Cayman Islands Flag

Better known as being an offshore tax haven for international businesses, the Cayman Islands are surprisingly strict when it comes to gambling. The result is that there are no casinos on any of the three islands that make up the British Overseas Territory. Queen Elizabeth II may be the head of state, but there is a Legislative Assembly that decides all rules for the islands.

Given the lack of archeological evidence to suggest an indigenous people for the Cayman Islands, it is believed that they were discovered by Christopher Columbus on his final voyage to the Americas in 1503. England took control of the Cayman Islands in 1670. Based over more than one hundred square miles, the islands play host to around seven thousand people.

Cayman Islands & Gambling

Grand Cayman, Cayman Islands

Grand Cayman, Cayman Islands (eric laudonien / Bigstockphoto.com)

Gambling is banned in its totality in the Cayman Islands, which might surprise many people when you consider that the autonomous territory is known from its somewhat more chilled out attitude to tax. Indeed, the European Union has placed it on a blacklist of foreign tax havens, suggesting that the rules are far more lax here than in other locations.

They might be lax over tax, but the rules over gambling are strict.

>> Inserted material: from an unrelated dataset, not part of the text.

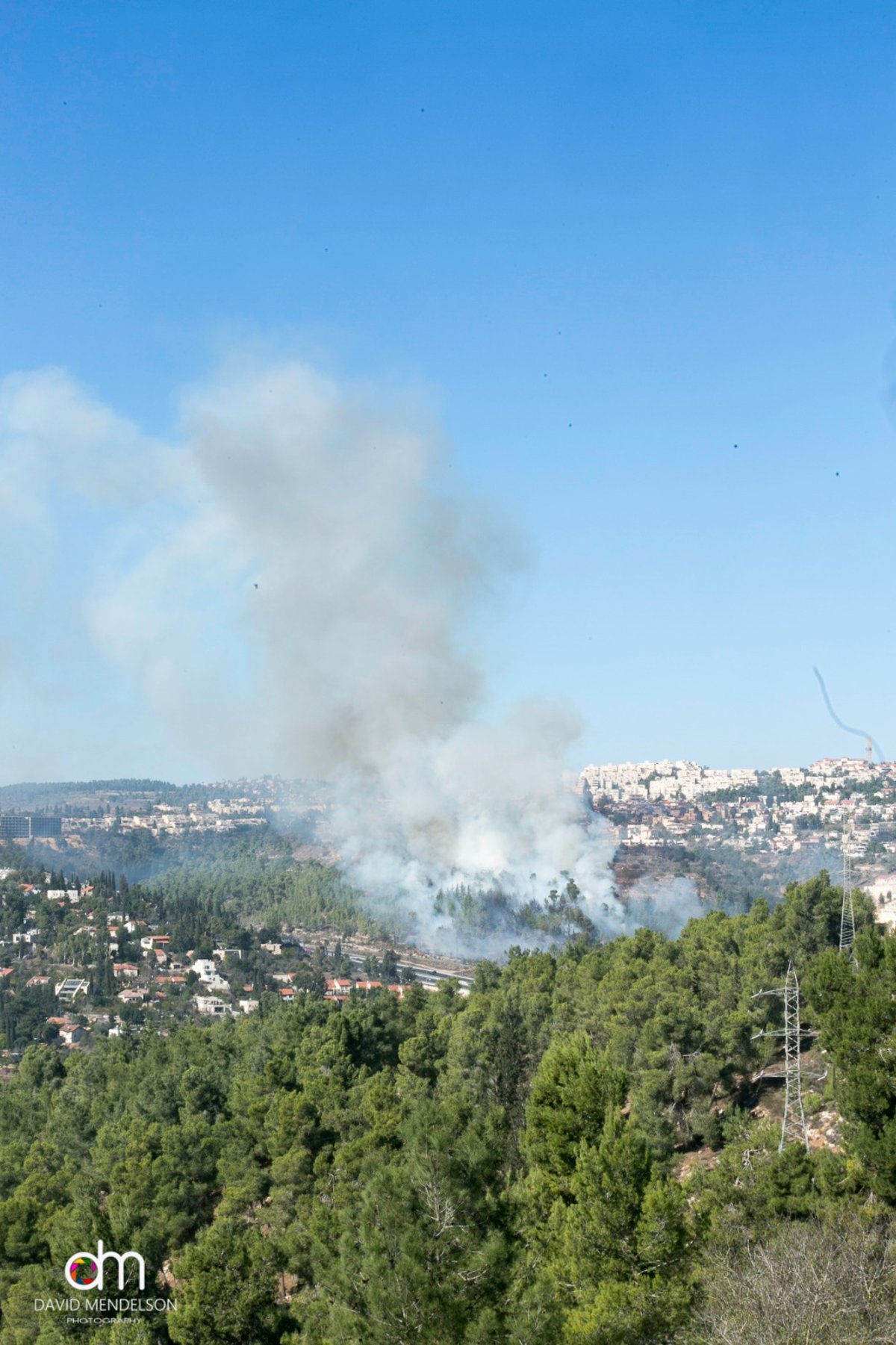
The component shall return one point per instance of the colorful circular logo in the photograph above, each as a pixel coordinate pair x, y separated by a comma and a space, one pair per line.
82, 1271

Of course, it’s entirely possible that the lack of casinos is more to do with space than any specific dislike of it as an activity. After all, it’s not the largest country in the Caribbean and so few people live on it so as to make gambling somewhat pointless there.

It’s also not as if the Cayman Islands is in need of the income that would be brought in by gambling; the country’s total nominal GDP is about $4.571 billion. The islands are Grand Cayman, Cayman Brac and Little Cayman, with Grand Cayman being the largest of the three. Grand Cayman is also the most populous island, with George Town being the country’s capital.

Gambling is banned in accordance with the 1963 Gambling Act, which says that flouting the law could result in two months in prison or a fine of $10. Things changed slightly in 2015 when an amendment to the Act was passed to allow raffles, as well as gambling on cruise ships that were registered to the Cayman Islands, provided they’re not in Cayman Islands territorial waters.